そんなやりとりをしているうちにマスターが退室した。  
「よしっ、今よっ!」  
「へいへい。」  
カイトが画面から出てワインクーラーのところへ行き、あっさりとすり替えて戻ってきた。  
「やったぁ!」  
あたしは帰って来たカイトからボジョ(ryを取り、頬擦りする。  
「あたしのボジョ(ry〜」  
「何か、あっさり過ぎるなぁ…」  
と呟くカイトをよそに、あたしはグラスに注ぎ、カイトに手渡した。あたしはラッパ飲みで。  
「いーのいーの、それじゃあ乾杯っ!」  
「つか、ちゃんとグラスに注いで飲めよ…」  
カイトが言うが早いか、あたしは勢いよくラッパ飲みをした。  
 
………◎*〆£ッ!!  
あたしの味覚は芳醇な味わいではなく、激辛を感知した。床でヒィヒィのたうちまわるあたしを見て、カイトは  
グラスに鼻を近づけ、指先にワインを付け味見した。  
「…辛い。やっぱりマスターの罠か。」  
 
やがてマスターがにやけた顔をしてパソコン前にやってきて、モニター越しに  
あたし達に話しかけた。  
「見事に引っ掛かったな、ダメイコw俺が何年お前のマスターやってると思ってんだ?  
とりあえずカイトも一緒に出てこいや。」  
辛さで涙が止まらないあたしはカイトに襟首を掴まれ、そのまま引きずられてパソコンから出た。  

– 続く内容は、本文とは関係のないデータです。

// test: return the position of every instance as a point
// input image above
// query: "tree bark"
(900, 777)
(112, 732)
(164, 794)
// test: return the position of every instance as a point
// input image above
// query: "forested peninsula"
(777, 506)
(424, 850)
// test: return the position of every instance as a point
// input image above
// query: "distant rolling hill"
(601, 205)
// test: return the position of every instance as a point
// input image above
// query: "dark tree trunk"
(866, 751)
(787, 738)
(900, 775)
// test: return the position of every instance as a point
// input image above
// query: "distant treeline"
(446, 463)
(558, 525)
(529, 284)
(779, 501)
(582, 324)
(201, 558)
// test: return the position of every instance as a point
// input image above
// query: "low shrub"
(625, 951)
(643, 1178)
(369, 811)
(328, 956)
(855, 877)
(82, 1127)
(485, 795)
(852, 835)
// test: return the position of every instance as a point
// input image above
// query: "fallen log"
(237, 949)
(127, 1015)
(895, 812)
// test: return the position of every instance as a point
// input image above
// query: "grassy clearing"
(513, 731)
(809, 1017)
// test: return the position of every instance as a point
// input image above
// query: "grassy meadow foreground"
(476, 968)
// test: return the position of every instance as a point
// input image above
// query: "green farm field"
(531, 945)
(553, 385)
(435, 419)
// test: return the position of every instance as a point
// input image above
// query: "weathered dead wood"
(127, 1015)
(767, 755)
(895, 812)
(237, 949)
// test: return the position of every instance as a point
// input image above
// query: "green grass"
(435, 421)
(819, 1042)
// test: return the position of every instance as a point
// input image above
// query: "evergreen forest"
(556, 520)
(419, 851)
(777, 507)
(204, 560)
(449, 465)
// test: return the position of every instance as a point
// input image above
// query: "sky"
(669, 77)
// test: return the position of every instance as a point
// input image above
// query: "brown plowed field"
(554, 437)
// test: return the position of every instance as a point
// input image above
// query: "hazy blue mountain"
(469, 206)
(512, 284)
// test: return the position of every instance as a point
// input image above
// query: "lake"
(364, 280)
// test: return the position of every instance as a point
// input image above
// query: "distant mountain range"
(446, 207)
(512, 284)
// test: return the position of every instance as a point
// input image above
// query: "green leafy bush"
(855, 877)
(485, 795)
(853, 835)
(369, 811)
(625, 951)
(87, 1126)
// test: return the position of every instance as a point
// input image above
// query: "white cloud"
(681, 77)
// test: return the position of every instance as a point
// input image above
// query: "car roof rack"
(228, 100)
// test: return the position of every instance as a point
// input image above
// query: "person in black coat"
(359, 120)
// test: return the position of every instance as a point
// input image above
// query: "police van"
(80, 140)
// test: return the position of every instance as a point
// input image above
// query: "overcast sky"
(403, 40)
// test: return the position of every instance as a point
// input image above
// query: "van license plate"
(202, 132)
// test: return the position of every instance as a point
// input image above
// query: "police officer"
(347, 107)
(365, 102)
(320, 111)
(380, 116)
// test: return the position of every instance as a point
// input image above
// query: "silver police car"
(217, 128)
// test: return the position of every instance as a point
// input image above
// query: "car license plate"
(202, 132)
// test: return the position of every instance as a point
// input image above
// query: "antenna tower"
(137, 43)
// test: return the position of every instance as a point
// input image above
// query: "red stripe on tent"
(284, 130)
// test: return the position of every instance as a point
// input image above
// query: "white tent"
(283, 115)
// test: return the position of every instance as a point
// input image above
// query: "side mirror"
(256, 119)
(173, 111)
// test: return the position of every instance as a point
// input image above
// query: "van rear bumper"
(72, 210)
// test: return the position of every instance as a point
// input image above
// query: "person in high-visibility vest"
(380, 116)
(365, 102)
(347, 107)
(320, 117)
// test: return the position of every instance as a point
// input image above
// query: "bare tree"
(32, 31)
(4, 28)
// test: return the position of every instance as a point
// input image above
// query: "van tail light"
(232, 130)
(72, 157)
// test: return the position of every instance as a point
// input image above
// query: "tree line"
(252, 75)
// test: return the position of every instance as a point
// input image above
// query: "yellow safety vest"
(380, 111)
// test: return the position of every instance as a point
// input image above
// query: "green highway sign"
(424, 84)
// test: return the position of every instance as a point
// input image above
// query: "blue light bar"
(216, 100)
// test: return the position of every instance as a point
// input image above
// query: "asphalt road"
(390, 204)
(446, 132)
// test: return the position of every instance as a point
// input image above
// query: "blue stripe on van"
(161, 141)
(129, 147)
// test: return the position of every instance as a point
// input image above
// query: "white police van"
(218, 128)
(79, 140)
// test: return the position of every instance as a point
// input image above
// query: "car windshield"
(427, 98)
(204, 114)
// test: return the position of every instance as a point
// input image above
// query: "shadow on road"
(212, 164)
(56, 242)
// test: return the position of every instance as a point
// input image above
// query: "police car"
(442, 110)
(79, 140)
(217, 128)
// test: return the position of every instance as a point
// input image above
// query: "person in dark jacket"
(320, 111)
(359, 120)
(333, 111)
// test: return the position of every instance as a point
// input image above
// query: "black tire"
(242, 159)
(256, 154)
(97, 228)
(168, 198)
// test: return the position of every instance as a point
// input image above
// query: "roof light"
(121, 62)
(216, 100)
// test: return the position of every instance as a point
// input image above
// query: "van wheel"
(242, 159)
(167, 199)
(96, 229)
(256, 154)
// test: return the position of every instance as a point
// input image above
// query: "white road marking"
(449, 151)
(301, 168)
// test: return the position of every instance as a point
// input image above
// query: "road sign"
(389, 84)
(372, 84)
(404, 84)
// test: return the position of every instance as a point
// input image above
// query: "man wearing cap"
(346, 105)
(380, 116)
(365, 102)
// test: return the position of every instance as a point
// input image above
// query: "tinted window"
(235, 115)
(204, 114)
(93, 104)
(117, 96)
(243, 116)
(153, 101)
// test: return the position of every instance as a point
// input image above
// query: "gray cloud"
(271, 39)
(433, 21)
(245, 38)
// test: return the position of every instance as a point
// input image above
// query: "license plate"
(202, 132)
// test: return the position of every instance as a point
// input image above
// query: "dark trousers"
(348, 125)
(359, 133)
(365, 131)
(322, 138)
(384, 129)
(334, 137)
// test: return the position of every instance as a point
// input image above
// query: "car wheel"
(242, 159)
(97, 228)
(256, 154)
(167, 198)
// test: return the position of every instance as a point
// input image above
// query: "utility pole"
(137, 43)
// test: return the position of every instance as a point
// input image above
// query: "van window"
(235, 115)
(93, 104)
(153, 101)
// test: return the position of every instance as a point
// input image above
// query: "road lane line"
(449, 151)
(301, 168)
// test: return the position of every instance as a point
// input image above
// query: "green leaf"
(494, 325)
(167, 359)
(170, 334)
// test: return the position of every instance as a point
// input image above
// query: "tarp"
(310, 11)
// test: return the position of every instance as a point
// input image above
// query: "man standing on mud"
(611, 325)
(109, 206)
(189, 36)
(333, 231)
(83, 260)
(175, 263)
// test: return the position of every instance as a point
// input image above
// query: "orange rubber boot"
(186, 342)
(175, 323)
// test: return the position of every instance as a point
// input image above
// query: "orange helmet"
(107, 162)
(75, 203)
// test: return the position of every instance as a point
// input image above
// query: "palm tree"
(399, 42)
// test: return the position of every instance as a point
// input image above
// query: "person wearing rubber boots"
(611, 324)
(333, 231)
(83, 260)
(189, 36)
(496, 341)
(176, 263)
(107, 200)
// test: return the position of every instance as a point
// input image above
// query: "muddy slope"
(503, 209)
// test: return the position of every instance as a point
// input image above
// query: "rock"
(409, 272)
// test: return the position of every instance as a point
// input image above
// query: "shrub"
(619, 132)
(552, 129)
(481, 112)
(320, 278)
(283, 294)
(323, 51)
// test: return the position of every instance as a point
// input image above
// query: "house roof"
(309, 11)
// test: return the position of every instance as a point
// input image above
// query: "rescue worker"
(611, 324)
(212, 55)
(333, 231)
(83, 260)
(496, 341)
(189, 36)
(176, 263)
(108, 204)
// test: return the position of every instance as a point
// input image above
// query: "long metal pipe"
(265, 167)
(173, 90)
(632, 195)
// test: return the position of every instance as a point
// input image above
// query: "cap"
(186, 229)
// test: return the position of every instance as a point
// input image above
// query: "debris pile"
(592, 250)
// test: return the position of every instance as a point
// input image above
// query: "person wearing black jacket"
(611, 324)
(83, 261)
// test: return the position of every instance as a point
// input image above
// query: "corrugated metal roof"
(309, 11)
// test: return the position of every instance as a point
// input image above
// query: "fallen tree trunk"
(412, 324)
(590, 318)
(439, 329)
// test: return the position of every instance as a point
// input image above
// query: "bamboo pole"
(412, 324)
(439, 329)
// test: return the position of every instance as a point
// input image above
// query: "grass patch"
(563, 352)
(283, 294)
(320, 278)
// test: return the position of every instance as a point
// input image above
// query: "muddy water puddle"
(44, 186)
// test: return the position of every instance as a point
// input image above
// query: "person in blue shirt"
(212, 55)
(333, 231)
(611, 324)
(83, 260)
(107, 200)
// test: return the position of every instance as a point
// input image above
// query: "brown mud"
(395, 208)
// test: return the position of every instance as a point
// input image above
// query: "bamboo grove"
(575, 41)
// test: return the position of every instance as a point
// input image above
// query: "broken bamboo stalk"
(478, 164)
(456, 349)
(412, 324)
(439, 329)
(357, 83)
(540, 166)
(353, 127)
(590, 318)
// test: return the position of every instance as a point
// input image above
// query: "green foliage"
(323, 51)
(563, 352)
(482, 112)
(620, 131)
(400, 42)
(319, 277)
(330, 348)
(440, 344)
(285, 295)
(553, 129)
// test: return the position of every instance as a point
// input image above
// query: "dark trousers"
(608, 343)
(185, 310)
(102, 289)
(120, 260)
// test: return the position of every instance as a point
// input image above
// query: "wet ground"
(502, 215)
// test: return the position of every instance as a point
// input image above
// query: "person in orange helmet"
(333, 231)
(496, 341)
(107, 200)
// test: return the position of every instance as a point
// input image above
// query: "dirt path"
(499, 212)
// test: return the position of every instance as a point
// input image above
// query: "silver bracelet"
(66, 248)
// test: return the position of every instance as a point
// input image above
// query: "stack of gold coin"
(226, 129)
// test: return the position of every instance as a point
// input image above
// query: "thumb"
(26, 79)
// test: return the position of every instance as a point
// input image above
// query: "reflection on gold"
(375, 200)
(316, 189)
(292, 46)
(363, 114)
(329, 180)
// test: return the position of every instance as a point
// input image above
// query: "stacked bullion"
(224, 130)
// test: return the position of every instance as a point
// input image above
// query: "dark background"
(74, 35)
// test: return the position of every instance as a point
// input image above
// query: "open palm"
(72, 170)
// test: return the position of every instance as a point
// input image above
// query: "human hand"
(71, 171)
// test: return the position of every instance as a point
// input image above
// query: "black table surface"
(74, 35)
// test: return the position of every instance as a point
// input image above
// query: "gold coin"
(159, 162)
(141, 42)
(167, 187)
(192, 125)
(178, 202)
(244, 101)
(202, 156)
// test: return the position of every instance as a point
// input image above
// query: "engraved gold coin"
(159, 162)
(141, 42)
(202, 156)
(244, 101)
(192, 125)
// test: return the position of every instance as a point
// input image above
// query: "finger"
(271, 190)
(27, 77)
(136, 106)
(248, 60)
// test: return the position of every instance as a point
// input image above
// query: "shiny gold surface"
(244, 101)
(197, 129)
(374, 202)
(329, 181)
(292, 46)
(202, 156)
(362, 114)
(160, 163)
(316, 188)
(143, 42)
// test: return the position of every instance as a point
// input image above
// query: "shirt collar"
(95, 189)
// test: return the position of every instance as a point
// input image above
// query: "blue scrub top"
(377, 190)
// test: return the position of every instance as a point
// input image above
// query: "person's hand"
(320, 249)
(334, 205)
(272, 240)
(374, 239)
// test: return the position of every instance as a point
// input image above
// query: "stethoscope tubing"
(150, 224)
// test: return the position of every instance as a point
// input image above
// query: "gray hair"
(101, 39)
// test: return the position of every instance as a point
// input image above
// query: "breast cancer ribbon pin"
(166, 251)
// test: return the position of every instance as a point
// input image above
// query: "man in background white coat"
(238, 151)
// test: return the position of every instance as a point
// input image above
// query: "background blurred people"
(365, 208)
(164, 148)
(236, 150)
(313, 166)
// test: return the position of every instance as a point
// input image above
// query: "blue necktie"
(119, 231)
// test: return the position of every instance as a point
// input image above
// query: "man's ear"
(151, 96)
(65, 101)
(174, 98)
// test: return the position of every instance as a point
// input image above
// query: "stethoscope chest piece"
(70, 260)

「ほんと懲りねぇ奴だなぁお前wwwその状態で歌えるか?ん?  
 こ の ダ メ イ コ が っ !!」  
そう言いながらマスターは、あたしの目の前でデキャンタに入れてるワイン  
(多分ボジョ(ry)をグラスに注いで飲んでいた。  
もうあたしは涙を零しながら見るしかなかった。おまけに  
「俺はちゃんとすり替えたからな。ちゃんと一週間言う事聞けよ?」  
と、カイトから追い撃ち。  
うぅっ、悔しい前に…辛いぃ〜っ!  
 
 
 
―おまけ・後日談―  
「御協力、ありがとうございますマスター。これで完全に懲りればいいのですが…」  
「喉元過ぎればなんとやら、だからな。しかしKAITO、お前も卑怯だな〜w」  
「僕にとって[卑怯]は褒め言葉ですよ、マスター。」  
「ところでKAITO、MEIKOに[一週間言う事聞け]って、一体何やらせてんだ?